I leave this in. But in giving a solution, feel free to totally disregard this and describe something from scratch that has the same shape as what is intended.

So how do I fix this, and how do I think about doing correct translations like the Mathematica-to-Asymptote example above?

Follow on:

I have implemented the accepted answer and that works for the more simplified example I gave, but when I extend the number of points to

pts = {{0, 0}, {1, 1}, {2, -1}, {3, 0}, {5, 2}, {6, -1}, {7, 3}};

it looks like the accepted answer differs from what Mathematica does here.

It looks like the output from the accepted answer:

accepted answer curve on 7 points

is more influenced by point 4 than what Mathematica does. And I also note that there is a SplineDegree:

With SplineDegree->d, BezierCurve with d+1 control points yields a simple degree-d Bézier curve. With fewer control points, a lower-degree curve is generated. With more control points, a composite Bézier curve is generated.

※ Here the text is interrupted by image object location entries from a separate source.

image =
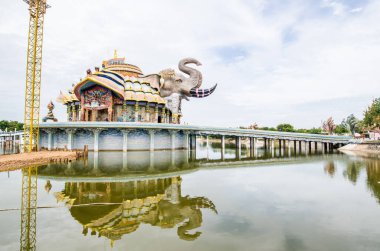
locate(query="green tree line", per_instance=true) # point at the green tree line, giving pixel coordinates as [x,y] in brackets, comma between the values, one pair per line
[349,125]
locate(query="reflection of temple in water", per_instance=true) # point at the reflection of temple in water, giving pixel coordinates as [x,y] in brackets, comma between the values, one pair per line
[113,209]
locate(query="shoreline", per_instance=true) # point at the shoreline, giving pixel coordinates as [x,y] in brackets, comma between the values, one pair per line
[17,161]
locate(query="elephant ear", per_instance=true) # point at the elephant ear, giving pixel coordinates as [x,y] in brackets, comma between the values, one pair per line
[178,80]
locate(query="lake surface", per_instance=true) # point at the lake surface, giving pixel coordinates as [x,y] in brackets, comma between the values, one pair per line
[170,201]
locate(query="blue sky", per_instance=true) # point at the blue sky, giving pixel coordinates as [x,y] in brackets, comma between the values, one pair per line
[275,61]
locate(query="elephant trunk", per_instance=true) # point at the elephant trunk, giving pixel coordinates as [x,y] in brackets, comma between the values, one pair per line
[201,93]
[195,75]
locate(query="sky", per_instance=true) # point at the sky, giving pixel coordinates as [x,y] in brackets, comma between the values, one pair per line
[275,61]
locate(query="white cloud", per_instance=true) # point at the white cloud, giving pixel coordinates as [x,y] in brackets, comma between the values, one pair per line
[284,56]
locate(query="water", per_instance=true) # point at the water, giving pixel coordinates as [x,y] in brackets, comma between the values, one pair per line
[165,201]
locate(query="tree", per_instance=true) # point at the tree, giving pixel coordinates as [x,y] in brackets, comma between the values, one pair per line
[372,114]
[285,128]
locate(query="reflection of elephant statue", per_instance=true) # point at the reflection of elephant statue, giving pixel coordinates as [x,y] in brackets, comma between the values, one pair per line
[187,212]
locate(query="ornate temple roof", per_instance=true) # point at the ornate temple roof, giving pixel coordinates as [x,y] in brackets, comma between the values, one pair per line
[118,65]
[124,80]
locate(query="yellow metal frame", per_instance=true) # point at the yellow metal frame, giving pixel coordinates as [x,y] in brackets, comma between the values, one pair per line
[28,209]
[37,9]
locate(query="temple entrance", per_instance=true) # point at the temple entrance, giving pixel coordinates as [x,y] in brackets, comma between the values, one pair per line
[102,115]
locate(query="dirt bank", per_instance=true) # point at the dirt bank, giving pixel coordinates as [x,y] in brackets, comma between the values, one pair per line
[362,149]
[17,161]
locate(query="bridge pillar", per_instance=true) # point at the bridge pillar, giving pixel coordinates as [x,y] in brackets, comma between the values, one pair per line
[300,146]
[50,133]
[151,161]
[193,146]
[238,147]
[50,140]
[265,144]
[151,139]
[223,143]
[96,132]
[125,139]
[207,145]
[172,138]
[187,139]
[70,138]
[125,161]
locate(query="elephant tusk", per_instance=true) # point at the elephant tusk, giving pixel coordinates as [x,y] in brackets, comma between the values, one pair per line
[201,93]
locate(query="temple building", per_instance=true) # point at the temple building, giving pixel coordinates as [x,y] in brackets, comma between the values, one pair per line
[119,92]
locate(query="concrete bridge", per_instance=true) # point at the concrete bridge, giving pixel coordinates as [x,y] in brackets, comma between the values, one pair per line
[129,136]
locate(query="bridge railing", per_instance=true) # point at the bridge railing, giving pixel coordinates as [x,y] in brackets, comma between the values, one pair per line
[199,130]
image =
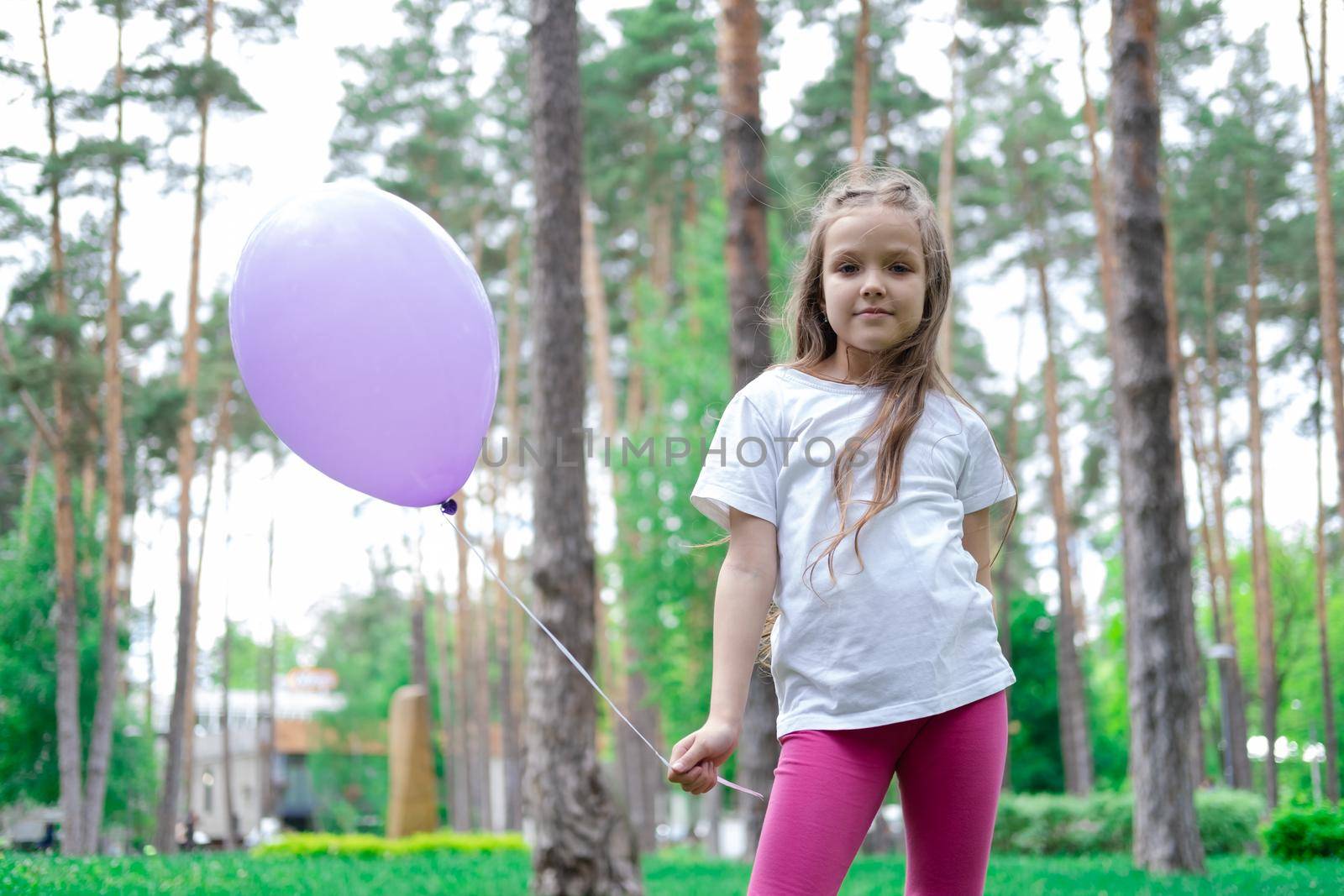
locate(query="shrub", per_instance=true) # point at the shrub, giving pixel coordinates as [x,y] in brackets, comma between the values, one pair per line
[375,846]
[1296,835]
[1102,822]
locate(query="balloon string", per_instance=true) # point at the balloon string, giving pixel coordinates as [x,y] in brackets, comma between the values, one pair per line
[450,506]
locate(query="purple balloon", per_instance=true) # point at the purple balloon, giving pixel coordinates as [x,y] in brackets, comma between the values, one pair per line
[366,342]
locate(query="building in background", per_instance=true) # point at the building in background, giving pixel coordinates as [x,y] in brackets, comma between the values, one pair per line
[300,694]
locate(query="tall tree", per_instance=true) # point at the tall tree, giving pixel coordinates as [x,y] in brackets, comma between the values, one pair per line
[1160,667]
[109,647]
[1046,186]
[206,85]
[1326,248]
[1332,781]
[71,754]
[581,842]
[746,255]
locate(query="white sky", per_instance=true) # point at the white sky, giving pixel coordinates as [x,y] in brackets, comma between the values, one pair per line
[322,544]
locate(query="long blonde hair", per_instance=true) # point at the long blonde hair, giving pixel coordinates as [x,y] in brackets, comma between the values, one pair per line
[907,371]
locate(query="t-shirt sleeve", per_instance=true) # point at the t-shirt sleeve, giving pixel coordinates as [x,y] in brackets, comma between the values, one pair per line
[984,479]
[741,465]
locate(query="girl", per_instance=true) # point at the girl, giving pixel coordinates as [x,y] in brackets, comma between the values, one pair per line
[894,667]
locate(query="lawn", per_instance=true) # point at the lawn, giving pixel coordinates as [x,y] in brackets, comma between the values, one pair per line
[665,875]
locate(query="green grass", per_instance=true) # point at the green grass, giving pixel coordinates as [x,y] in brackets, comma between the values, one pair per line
[665,875]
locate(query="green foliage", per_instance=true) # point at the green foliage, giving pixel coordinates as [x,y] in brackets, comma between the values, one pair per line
[665,873]
[373,846]
[1102,822]
[1299,835]
[1034,727]
[29,770]
[248,658]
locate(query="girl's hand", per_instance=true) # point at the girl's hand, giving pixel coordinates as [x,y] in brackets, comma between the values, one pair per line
[696,758]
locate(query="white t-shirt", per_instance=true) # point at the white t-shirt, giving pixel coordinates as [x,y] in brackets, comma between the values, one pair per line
[913,633]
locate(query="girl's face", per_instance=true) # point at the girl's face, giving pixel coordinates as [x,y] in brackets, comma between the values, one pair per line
[873,259]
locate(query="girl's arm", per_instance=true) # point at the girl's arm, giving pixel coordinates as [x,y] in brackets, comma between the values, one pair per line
[974,537]
[741,602]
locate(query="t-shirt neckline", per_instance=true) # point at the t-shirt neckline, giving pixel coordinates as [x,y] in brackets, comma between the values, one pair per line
[831,385]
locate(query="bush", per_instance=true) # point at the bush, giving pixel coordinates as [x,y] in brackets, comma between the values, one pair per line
[1297,835]
[1062,825]
[375,846]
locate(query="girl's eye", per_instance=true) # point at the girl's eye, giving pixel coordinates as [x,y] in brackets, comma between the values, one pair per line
[842,269]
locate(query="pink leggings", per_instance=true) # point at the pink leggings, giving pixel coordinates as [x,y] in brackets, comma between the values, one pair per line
[830,786]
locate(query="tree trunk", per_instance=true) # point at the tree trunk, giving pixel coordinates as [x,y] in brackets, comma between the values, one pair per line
[1260,544]
[1074,736]
[179,723]
[501,688]
[578,842]
[746,257]
[947,183]
[215,443]
[1003,600]
[69,750]
[1326,268]
[266,734]
[232,839]
[862,81]
[420,652]
[1238,728]
[1332,775]
[467,692]
[30,481]
[480,637]
[1229,674]
[1196,739]
[1160,668]
[109,647]
[512,656]
[454,774]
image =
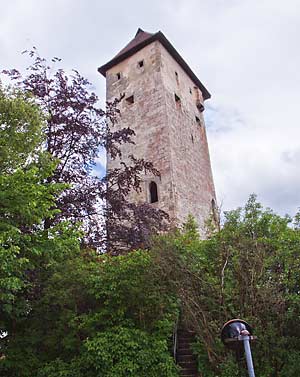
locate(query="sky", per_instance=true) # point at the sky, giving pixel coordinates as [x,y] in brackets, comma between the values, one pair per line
[245,52]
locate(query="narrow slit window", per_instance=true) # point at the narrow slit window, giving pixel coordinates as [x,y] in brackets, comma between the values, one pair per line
[130,100]
[214,210]
[153,192]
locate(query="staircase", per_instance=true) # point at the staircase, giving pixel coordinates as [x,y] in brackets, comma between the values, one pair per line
[185,358]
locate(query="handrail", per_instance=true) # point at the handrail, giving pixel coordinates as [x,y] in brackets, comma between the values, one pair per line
[175,340]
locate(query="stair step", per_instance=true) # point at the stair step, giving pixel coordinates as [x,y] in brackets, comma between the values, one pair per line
[185,358]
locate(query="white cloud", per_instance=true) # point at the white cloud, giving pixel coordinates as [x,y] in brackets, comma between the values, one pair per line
[245,52]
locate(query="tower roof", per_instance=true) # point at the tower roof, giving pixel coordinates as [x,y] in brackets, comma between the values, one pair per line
[143,39]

As found in the comment by @WillieWong what is going on is that Mathematica draws curves three points at a time which is also seems to be how SVG handles lists of points.

How to I handle curves of higher degree?

Lastly, I should mention that the next release of Mathics will incorporate the improvements due to the information and help found here.

Best Answer

As far as I know, you can completely do this based on the formula of Bézier curve.

Like this,

import graph;

pair Bezier(pair P[], real t)
{ // https://tex.stackexchange.com/a/554290/236162
  pair Bezi;
  for (int k=0; k <= P.length-1; ++k)
  {  
    Bezi=Bezi+choose(P.length-1,k)*(1-t)^(P.length-1-k)*t^k*P[k];
  }
  return Bezi;
}

unitsize(1cm);
pair[] P={(0,0),(1,1),(2,-1)};
pair[] Q={(0,0),(1,1),(2,-1),(3,0)};
pair F(real t){return Bezier(P,t);}
pair G(real t){return Bezier(Q,t);}

draw(graph(F,0,1,350),red);
draw(operator --(... P));
draw(shift(0,-2)*graph(G,0,1,350),red);
draw(shift(0,-2)*operator --(... Q));

enter image description here

See also in the documentation: 5 Bezier curves

The Bezier curve constructed in this manner has the following properties:

It is entirely contained in the convex hull of the given four points.

It starts heading from the first endpoint to the first control point and finishes heading from the second control point to the second endpoint.